Luego me desperté tendido en mi cama. Estaba todo mojado. Comencé a examinar mi cuerpo en busca de alguna marca. Todo estaba bien.

El dolor de no pertenecer

Por Ariel Spini
Taller de Comprensión y Producción de Textos
Tecnicatura Superior Universitaria en Periodismo Deportivo


En dos pueblos vecinos, donde abunda la pasión por el fútbol, apareció de la nada una nueva promesa. Capaz de eludir a cualquier rival y en sólo un segundo dibujar la gambeta más linda que se pueda ver dentro de un campo de juego.
Este chico, llamado Juan, que hasta el momento de su descubrimiento se encontraba tirando paredes con los árboles que luego debía talar, era distinto al resto. Como él, no había otro. Parecía ser la mismísima creación de Dios, cansado de ver tanta mediocridad en los partidos entre Arroyo y Campo Santo.
A pesar de tener siempre una sonrisa en la cara, curtida por el trabajo forzado que debía realizar, todo no estaba a favor de este muchacho. Su padre nacido en Arroyo, quería ver a su hijo derrotando redes con la camiseta celeste de su club. Por otra parte, su madre, de Campo Santo, tenía el mismo sueño que su esposo, pero con su hijo luciendo la tradicional casaca verde del equipo de su pueblo.
Desde los dos pueblos, buscaban al chico para brindarle distintos beneficios. Las lindas praderas del territorio santo lo atraían, pero no podía ser esquivo a la belleza de la laguna que vio nacer a su padre. El destino de Juan parecía no ser otro, sí o sí, estaba destinado a jugar al fútbol. En uno u otro de los equipos debía demostrar sus cualidades. Sin embargo a “Pepirreta”, apodado así por su abuela aludiendo a su buen estado de ánimo constante, no le interesaba jugar al fútbol.

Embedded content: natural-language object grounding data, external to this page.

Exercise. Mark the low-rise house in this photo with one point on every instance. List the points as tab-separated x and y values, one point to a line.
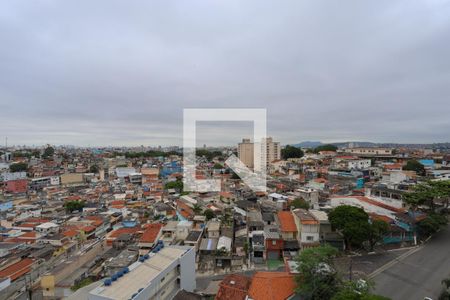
169	232
273	242
288	228
257	247
183	229
233	287
271	285
150	236
193	239
307	227
47	228
213	228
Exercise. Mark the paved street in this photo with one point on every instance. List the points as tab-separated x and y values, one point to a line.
418	275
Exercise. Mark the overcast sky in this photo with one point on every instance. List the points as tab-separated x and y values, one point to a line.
121	72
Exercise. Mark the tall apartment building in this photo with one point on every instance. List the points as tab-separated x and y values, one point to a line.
273	150
159	276
245	153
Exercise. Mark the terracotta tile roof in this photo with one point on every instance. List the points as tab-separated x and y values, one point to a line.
16	270
233	287
272	286
380	204
117	202
151	232
393	166
226	194
386	219
287	223
117	232
30	234
184	209
88	228
28	225
70	233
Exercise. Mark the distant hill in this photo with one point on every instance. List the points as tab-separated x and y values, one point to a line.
445	146
308	144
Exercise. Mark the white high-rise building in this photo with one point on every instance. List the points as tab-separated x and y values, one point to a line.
160	276
245	153
269	148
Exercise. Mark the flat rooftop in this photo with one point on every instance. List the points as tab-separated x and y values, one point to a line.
140	275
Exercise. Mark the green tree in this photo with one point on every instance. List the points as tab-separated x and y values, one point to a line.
377	230
431	224
356	290
291	152
428	193
93	169
18	167
177	185
414	165
197	209
235	176
218	166
300	203
48	152
317	278
209	214
71	206
327	147
352	222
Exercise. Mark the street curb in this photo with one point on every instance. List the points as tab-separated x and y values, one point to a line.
393	262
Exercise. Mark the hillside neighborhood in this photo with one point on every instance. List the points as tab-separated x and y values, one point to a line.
86	223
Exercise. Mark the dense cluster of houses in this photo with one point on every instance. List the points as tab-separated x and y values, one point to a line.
121	207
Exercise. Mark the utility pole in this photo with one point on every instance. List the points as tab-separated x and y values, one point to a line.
350	268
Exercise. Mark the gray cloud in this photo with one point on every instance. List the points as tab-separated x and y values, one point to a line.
116	72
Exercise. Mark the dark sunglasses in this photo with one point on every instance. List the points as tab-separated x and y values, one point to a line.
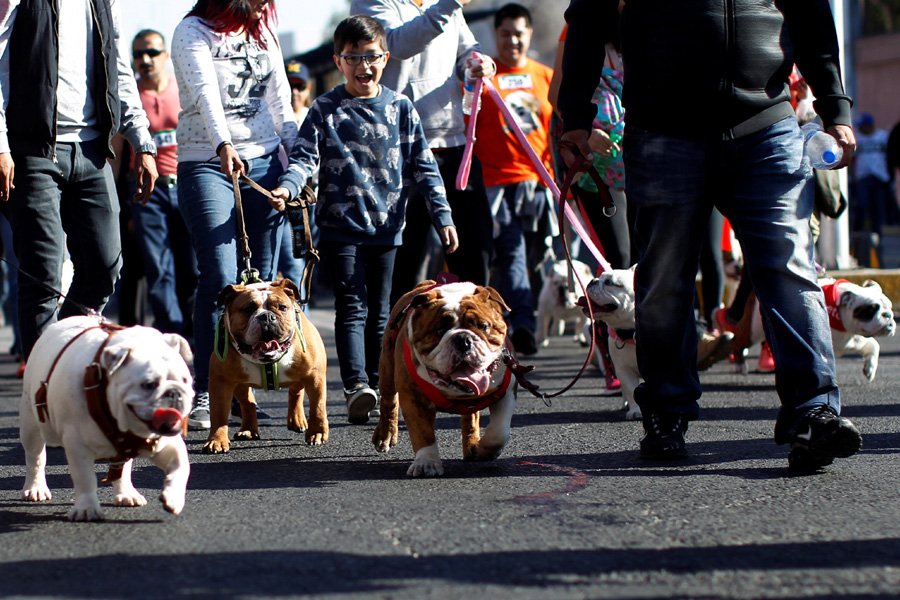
151	52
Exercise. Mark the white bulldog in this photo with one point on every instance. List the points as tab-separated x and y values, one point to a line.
558	304
612	299
147	397
857	315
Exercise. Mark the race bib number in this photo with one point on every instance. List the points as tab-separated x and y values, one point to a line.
165	139
516	82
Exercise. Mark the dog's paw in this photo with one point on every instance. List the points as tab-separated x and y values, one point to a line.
870	367
129	498
633	414
86	510
382	441
173	501
216	446
427	463
246	435
37	493
316	438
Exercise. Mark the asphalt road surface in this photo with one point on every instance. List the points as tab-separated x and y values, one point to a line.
567	511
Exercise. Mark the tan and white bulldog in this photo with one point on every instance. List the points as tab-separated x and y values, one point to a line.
265	341
442	351
613	302
104	392
557	303
857	315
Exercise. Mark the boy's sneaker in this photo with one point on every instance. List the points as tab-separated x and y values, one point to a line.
360	400
663	436
199	417
262	418
822	436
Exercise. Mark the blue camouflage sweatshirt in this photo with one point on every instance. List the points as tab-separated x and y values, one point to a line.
370	151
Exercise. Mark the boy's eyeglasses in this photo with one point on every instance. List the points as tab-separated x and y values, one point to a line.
355	59
151	52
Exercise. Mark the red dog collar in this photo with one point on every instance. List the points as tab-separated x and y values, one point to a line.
460	406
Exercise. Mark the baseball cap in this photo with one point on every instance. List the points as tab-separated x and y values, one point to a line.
297	70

Lo único que le preocupaba era poder alcanzar un sueño: poder formar una familia estable.
Hasta el momento, con 20 años, no había podido encontrar una chica que no tenga como preocupación primaria llevar a Juan a jugar en algún equipo. Esto destrozaba los sentimientos del chico que veía como otros intereses se sobreponían a razones del corazón. La tristeza que sentía no la reflejaba en la cancha, en los picaditos con los amigos seguía siendo el encargado de alegrar los encuentros con sus firuletes.
Toda la decepción emocional, finalmente, en su cumpleaños 21, le ganó la pulseada a sus habilidades futbolísticas. En uno de los tantos partidos que jugaba con sus compinches se vio el cambio de pensamiento y la baja de nivel. Los murmullos de la gente ya se sentían, los dichos negativos sobre quien era su promesa, lo único que hacían era hundir cada vez más en una depresión al pobre joven.

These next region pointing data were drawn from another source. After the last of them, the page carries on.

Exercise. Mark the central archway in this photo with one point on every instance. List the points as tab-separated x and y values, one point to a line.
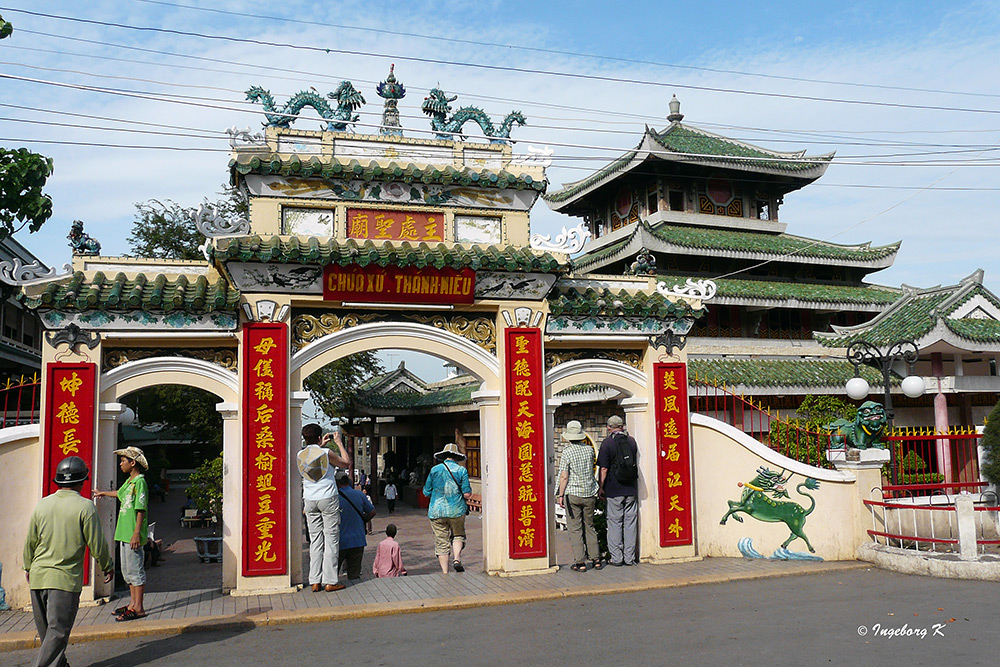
447	346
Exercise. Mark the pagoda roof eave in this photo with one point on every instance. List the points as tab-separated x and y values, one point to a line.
677	239
796	169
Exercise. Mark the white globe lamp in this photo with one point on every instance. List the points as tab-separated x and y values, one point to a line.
857	388
913	386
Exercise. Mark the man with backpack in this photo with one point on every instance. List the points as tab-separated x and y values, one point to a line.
619	482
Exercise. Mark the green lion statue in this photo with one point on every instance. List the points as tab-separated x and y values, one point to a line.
865	432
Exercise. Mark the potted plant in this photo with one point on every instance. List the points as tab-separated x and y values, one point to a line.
206	493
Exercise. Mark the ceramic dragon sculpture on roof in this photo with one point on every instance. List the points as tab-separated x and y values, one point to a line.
437	105
347	97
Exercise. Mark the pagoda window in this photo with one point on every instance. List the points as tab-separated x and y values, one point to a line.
675	199
473	462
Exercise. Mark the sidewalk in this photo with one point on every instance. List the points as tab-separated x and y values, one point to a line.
175	607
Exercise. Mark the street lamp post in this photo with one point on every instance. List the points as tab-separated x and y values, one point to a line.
862	352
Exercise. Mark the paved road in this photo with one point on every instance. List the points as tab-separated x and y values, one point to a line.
836	618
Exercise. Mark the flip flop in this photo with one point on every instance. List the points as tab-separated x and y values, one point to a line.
129	615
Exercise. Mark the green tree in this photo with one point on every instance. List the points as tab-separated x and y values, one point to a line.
334	388
990	442
22	176
166	230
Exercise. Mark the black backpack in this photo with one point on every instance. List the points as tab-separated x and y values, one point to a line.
625	466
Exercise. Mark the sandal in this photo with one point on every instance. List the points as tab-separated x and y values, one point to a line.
129	615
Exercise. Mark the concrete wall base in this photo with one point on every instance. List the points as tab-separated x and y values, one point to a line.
946	566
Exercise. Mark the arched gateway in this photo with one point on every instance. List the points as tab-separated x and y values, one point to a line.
366	242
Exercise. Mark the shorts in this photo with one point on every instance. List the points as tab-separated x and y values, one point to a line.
131	562
446	530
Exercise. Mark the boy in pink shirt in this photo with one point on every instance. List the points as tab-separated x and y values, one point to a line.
388	562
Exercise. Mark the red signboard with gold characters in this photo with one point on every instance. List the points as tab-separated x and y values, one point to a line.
385	225
70	399
673	468
526	443
265	447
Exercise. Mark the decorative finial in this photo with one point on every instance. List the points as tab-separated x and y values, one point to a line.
391	91
675	110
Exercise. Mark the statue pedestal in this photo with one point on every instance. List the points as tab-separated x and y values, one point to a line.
852	459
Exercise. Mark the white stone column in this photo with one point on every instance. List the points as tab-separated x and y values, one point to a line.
296	400
493	452
104	477
232	494
552	479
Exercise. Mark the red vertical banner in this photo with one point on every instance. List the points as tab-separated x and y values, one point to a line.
70	402
526	443
265	449
673	461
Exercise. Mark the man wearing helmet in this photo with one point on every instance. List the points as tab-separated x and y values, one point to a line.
62	526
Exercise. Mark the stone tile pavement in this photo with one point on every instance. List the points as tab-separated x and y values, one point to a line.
185	595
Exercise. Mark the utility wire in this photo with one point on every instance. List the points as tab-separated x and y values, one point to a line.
503	68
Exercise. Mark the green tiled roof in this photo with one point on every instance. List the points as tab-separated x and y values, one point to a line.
809	292
756	244
150	293
779	372
684	139
293	250
608	303
703	146
276	165
445	396
918	312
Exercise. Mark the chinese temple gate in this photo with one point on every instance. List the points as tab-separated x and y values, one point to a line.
366	242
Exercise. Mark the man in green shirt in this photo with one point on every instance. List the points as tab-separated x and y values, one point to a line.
132	529
62	526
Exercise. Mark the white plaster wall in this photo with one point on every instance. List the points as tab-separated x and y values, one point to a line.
20	487
722	459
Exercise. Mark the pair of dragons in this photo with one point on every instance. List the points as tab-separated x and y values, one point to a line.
437	105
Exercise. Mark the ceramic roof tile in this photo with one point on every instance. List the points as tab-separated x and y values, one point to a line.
291	250
192	294
324	167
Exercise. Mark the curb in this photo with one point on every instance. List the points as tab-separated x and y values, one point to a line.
28	640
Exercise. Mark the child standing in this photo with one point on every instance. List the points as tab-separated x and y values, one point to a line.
388	560
132	529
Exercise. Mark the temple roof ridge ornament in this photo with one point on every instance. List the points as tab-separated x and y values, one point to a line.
347	97
537	156
391	91
437	105
697	289
17	273
570	240
212	224
244	138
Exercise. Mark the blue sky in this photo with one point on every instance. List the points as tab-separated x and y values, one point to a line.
652	49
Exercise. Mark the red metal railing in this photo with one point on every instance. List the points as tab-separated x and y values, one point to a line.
782	435
20	401
925	457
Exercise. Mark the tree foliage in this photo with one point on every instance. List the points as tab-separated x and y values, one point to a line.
22	177
166	230
188	410
990	442
334	388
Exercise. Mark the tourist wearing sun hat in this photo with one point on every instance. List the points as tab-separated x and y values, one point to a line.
132	528
448	488
578	494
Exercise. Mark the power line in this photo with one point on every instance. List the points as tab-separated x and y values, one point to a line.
504	68
535	49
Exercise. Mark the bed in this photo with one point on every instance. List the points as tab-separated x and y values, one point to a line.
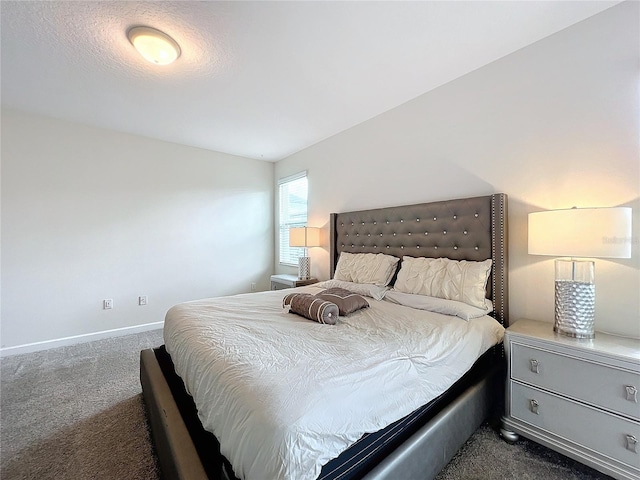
417	444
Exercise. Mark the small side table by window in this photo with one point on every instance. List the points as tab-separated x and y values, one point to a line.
280	282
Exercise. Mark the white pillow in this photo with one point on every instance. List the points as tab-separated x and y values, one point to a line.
375	268
376	292
463	281
439	305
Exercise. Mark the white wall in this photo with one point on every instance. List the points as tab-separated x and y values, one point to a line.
89	214
553	125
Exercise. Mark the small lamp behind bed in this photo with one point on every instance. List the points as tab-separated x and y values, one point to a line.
304	237
579	232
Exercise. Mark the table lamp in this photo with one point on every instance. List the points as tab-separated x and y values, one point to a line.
304	237
579	232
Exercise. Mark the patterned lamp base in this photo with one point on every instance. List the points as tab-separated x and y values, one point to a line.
575	299
304	268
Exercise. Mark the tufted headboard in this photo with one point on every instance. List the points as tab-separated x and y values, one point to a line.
461	229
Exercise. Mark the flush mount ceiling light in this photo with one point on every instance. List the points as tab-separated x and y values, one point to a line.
155	46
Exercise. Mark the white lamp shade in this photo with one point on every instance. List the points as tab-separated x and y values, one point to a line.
581	232
304	237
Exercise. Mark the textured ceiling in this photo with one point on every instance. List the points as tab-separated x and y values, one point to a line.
257	79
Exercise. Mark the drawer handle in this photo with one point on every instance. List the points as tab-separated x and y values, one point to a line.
534	408
534	365
632	443
632	393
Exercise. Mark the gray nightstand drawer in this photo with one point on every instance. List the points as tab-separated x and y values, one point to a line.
604	386
604	433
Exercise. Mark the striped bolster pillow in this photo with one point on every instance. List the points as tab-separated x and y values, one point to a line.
312	307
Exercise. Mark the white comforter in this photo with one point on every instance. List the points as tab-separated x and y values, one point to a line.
284	395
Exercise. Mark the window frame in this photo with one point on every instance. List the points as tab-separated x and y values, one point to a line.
288	256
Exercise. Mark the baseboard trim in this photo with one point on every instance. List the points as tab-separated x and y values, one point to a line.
87	337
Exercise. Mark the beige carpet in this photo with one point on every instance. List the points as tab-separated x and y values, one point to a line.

Sin apoyo familiar, sin un hombro donde animarse, viéndose sólo entre dos pueblos con el único interés de una pelota, fue tomando decisiones que le perjudicaron la vida. En primera instancia buscó ayuda en el alcohol para perderse de a poco de vicio en vicio. Volviéndose una especia de zombi en las calles de los pueblos. Siendo señalado por quienes lo dejaron convertirse en eso. La vergüenza de sentirse humillado en todo momento llevo a este crack que nunca pudo demostrar sus cualidades al máximo a tomar una decisión definitiva. Una mañana fría del invierno, se despertó temprano, camino hasta el estadio Municipal, donde jugaban los dos equipos, y de un disparo se quitó la vida.

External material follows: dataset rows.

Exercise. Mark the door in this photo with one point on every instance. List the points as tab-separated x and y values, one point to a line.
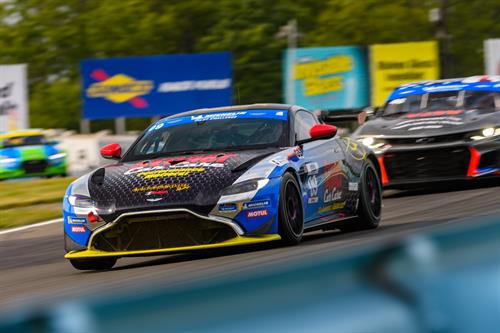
321	173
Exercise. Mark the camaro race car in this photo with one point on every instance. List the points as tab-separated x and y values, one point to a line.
437	130
28	153
221	177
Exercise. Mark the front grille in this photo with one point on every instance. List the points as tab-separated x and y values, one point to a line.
34	166
435	163
427	140
159	231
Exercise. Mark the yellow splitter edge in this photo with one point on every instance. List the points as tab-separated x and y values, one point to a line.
236	241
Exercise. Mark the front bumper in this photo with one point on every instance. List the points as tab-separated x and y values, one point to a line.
163	232
418	164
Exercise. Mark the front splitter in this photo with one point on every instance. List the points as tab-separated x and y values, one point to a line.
237	241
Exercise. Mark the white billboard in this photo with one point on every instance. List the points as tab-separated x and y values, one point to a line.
492	56
13	98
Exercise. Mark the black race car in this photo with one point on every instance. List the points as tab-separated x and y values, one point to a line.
221	177
437	131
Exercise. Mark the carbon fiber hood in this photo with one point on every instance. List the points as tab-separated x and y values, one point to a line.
430	123
193	182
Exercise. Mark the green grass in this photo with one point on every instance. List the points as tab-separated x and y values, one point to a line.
30	201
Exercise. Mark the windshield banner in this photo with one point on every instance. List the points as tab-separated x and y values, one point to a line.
155	85
326	78
395	64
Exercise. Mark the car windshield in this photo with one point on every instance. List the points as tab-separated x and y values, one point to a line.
447	100
18	141
208	135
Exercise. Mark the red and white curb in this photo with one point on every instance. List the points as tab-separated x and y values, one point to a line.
26	227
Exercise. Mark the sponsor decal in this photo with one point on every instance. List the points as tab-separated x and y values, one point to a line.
332	207
257	213
256	204
278	162
76	220
228	207
295	154
218	116
156	189
354	149
312	184
119	88
78	229
162	173
353	186
333	182
179	163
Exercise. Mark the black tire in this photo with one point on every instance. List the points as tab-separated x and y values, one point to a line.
370	201
93	264
291	212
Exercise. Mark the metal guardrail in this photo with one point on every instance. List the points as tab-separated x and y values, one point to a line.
444	281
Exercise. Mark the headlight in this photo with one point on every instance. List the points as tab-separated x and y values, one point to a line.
245	186
81	201
57	156
486	133
372	142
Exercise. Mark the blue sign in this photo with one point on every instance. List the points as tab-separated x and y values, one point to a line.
477	83
155	85
327	78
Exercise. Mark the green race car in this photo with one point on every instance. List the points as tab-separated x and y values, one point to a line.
29	154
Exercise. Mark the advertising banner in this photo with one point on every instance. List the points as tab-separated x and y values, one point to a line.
13	98
327	78
155	85
492	56
395	64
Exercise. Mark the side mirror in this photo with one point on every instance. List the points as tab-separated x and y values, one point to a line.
322	131
112	151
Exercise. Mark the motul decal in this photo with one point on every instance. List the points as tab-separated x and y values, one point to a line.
257	213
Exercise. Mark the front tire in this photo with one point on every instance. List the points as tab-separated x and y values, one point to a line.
93	264
370	201
291	212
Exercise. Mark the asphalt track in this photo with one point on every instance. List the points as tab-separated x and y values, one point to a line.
32	268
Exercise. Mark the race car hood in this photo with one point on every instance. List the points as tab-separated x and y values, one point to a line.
192	181
430	123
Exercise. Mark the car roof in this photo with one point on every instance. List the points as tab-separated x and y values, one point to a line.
477	83
259	106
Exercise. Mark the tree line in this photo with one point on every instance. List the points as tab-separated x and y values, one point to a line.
52	36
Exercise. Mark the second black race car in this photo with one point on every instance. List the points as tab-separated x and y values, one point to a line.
437	131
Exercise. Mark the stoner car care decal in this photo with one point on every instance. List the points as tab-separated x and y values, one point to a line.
177	166
162	187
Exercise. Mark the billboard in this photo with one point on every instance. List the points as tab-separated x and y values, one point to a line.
13	98
395	64
155	85
492	56
326	77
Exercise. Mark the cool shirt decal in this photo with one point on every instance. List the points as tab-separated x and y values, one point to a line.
257	213
78	229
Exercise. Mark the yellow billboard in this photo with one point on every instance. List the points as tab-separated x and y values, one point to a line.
395	64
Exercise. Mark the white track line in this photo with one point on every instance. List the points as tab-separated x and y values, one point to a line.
41	224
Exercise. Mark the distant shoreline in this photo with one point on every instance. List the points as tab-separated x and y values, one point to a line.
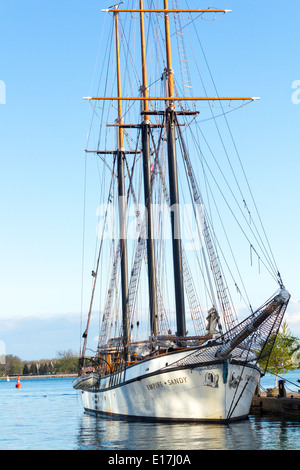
45	376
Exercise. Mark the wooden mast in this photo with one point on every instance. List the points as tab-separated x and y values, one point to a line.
173	183
148	187
122	202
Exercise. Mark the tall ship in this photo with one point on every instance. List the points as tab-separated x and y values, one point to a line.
187	288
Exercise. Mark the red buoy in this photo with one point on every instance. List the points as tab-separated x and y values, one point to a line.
18	383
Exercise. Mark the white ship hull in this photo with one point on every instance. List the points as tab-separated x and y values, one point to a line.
218	392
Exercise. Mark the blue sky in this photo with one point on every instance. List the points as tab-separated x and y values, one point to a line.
48	52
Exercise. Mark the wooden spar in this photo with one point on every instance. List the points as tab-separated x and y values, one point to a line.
169	57
122	205
175	10
148	189
144	63
119	84
174	195
174	98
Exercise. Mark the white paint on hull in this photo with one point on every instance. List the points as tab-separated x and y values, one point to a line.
196	394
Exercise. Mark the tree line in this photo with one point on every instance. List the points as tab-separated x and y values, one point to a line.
66	362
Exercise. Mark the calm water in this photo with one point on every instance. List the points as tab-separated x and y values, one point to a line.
47	414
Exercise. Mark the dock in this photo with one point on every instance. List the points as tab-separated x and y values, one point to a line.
277	402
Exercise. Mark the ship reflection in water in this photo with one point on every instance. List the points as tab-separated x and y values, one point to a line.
255	433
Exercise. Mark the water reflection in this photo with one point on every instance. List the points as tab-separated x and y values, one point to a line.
251	434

La muerte de Juan, a diferencia de lo que pensaba, fue en vano. Lo recordaron como el borracho que se mató en la cancha, sin entender el mensaje que trató de dar. Así como pasó la vida de él, aparecerá otro niño con habilidades parecidas y se vera en un mismo problema. La cruda realidad terminó con quién podía alegrar los domingos.